Myth 3: Since private network addresses are not routable, two LANs that share the same private network address space can be connected via a bridge (such as a VPN) without any problems.

It won't work -- at least not in my experience. Let's say your work uses the 192.168.1.x network and you use the same one at home (as is typical of consumer routers). You establish a VPN connection from your home PC to work. At some point, you want to send a print job to a printer at work whose IP address is 192.168.1.10. Your home PC looks in its routing table to figure out where to send that packet. Which LAN should receive it: your home LAN or your work LAN? Answer: don't know. Maybe this one, maybe that one. One of them will get it, but it probably depends on your OS and VPN software to distinguish which one gets priority. If it's like the VPN software I've had experience with, your home LAN will get it and if there's not a device at 192.168.1.10, the packet will be dropped eventually.

Solution: when using a VPN, make sure both LANs are using different network spaces.

Barry Brown
  • 2,552
2

How about the misconception that you can divide a link's bandwidth (in bits/sec) by 8 to accurately model how many bytes it will transit. I always bank on 75% (max) of eight-tenths of the link speed (i.e. for a 10 GBps link I bank on 600 MBps max).

Chopper3
  • 101,808
2

OK, here's something I just worked out that before had eluded me, for every packet you send it appears the average overhead is 38 bytes, this is including the IP and TCP Header (of course this value assumes all fields in the TCP header are used to the max, IP header size is a common value i.e. no DSCP values, etc., etc.), so to transfer say 2 MB (with packet sizes at 64 KB increasing your packets per second [bigger packets per second = smaller overhead] ) you're looking at 1.2 KB of overhead, not much but that equates to 6.78 MB for every 10 GB transferred, and 607.8 MB for every 1 TB transferred.

I feel better now :D

2

I think the biggest misconception I see is that IP based networking can solve all our IT or technical needs.

The biggest example I see of this is VOIP. It is telecom infrastructure that is so incredibly expensive, resource intensive, and difficult to manage properly. Sure the deployments work... sort of, but I'm sure there could be much better systems with dedicated protocols / infrastructure.

2

That a home-style wireless access point (or two) can replace a wired network in a multi-user environment. Sure, your wireless connection at home handles up to 5 or so PCs, but you try getting it to deal with two classrooms of 30 children all trying to use laptops to log on to a Windows domain at the same time. You need a managed wireless system, or some fixed wired points to handle some (well, most) of the load.
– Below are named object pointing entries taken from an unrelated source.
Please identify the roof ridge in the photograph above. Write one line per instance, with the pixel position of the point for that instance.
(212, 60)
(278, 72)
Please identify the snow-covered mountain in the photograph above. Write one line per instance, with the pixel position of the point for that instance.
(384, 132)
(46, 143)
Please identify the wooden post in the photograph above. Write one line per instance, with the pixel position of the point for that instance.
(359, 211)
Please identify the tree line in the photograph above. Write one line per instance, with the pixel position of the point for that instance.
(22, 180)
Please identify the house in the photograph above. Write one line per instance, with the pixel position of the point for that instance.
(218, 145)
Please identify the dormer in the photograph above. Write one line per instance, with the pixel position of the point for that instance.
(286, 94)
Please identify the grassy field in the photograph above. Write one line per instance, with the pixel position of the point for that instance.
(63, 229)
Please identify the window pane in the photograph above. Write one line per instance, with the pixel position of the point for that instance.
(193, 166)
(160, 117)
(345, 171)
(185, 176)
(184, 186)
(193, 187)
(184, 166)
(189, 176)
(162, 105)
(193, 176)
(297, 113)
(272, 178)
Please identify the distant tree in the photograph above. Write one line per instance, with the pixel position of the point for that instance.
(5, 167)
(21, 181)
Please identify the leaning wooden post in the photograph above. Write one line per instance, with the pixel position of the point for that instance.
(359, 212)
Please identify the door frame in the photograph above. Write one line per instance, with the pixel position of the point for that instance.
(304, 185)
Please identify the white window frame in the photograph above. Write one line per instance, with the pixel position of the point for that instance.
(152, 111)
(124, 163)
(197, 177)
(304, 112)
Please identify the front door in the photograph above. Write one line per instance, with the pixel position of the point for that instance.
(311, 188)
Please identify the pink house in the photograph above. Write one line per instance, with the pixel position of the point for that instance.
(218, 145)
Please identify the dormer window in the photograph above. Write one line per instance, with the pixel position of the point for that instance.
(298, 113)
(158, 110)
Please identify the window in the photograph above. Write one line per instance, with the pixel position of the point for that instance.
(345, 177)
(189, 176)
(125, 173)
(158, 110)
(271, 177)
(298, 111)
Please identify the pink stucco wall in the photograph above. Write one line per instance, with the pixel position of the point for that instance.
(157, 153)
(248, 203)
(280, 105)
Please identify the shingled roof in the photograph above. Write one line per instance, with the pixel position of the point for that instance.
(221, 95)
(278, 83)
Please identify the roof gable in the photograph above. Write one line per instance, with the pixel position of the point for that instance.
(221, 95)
And a quick note to managed wireless system salespeople out there: yes, I'm sure your system has better performance than the competition, but it isn't infinite - there is only so much bandwidth you can squeeze out of the limited set of frequencies available to 802.11 wireless, you canna' change the laws of physics!

David Hicks
  • 2,358
2

That, if SMB File Sharing / NetBIOS doesn't work, that nothing else will work on the network (including browsing the WWW) and the whole network is down.
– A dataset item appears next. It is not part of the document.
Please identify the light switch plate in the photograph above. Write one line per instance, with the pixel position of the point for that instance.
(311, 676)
A former web-wired-educator turned sysadmin thought that when I was in high school. I do not know if she was disabused of the above notion.

J. Polfer
  • 679
1

Myth: Adding more bandwidth to a connection will always make things faster.

Not so much. If your link isn't saturated, and you are trying to get data from China to the US, you may simply be going as fast as you can. It takes time (even at the speed of light) to get from the US to China, and making the link won't go faster if you only have a single data stream going between the sites.

mrdenny
  • 27,212
1

Fondly tweaking a socket with the SO_LINGER option to prevent TCP's TIME_WAIT state because "TIME_WAIT is, you know, so, you know, old and, you know, like, yucky".

1

That your management/boss, the "SR Network Admin" knows anything about real networking. -disgruntled Jr Network Admin.